In its first report, PLATINEA suggests that Sweden introduce a national coordinated security store for inpatient care, in which the antibiotics in storage are continuously turned over.

“It would have been possible to avoid most of the situations in which drug supply was interrupted in recent years if we had had a store like this. The goal is to increase the rate of flow, volumes and availability of antibiotics along the complete chain of distribution, from the wholesalers that import the drugs, to the storage on an individual ward”, says Håkan Hanberger.

Thus, it is not a case of emergency stores of the type set up to cope with a crisis, but security storage to be used in normal conditions to increase the availability of antibiotics and to act as a buffer in the system.

Innovations must work in the real world

The report also suggests changes intended to strengthen the chain of delivery by obtaining the same drug from several suppliers, and it suggests financial models that give pharmaceuticals companies higher incentives to secure the supply of antibiotics. Håkan Hanberger points out that it is important that innovations in the system of antibiotic supply are worked out in collaboration with the commercial actors.
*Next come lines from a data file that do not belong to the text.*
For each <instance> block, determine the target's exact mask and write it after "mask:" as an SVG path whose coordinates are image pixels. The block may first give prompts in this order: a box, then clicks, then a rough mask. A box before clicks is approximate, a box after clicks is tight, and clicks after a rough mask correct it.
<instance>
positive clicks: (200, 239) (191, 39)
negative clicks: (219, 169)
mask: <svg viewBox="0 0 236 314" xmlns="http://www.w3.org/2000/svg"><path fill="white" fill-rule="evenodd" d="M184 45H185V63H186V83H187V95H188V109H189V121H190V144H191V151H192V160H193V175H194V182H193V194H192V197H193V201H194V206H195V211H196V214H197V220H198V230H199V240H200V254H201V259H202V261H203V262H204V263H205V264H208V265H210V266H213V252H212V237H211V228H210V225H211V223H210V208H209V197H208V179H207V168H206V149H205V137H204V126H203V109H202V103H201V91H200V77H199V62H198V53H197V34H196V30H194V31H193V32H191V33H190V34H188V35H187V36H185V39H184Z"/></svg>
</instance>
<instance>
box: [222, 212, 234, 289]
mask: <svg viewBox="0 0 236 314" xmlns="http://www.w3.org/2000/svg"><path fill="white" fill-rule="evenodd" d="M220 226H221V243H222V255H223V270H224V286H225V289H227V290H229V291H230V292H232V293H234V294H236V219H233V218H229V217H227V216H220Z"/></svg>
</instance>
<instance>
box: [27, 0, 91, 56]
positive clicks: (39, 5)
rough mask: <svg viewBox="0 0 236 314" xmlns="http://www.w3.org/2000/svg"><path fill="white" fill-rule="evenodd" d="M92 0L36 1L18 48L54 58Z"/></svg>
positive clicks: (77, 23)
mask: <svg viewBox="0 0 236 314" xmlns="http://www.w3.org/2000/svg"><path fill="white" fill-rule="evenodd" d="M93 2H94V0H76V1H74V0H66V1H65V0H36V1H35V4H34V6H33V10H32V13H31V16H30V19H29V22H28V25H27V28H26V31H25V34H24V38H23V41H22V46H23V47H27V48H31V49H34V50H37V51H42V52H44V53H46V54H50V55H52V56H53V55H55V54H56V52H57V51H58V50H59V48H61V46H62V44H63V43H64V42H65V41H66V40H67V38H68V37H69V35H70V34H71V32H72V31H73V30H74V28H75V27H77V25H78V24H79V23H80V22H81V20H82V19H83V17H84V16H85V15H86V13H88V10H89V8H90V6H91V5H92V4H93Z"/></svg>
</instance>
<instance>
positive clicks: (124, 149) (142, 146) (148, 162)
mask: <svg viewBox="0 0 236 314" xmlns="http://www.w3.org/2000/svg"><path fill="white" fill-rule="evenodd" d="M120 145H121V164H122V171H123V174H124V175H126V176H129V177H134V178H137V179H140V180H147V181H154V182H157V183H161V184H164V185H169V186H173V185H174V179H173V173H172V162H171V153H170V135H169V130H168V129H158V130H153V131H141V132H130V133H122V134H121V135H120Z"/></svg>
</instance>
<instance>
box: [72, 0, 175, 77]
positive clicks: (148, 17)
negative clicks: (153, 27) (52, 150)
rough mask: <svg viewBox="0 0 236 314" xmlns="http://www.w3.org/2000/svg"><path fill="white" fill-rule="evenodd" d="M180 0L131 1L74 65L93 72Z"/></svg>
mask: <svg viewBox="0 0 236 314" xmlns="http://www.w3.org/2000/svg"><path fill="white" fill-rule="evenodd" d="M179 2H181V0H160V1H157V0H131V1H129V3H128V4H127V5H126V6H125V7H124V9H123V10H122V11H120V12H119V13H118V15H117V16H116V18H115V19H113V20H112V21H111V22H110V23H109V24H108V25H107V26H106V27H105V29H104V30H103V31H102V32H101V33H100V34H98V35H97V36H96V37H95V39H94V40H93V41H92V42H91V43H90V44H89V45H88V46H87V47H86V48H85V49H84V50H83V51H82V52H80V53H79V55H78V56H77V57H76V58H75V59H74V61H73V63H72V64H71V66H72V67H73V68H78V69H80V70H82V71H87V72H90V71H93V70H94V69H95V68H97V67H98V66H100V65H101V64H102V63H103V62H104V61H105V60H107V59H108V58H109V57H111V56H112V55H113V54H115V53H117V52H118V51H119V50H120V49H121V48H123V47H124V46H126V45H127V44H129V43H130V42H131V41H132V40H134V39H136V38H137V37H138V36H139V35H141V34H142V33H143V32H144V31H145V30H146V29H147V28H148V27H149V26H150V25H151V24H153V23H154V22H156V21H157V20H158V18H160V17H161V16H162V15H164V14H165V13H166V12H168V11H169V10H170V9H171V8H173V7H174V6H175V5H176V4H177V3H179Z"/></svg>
“What makes it possible for PLATINEA to give concrete suggestions for innovations that improve the availability of antibiotics is its broad expertise. It has representatives for the pharmaceuticals industry, government agencies, the healthcare system, and medical research, together with researchers within business management.”

Håkan Hanberger hopes that PLATINEA can contribute other ideas that will maintain the value of existing antibiotics for coming generations. The network may, for example, carry out analyses that other actors do not undertake, and design interventions that are needed to preserve the effect of antibiotics.

“PLATINEA can be a think tank, somewhere where ideas are brought forward to deal with deficiencies in the system for the supply of antibiotics”, says Håkan Hanberger.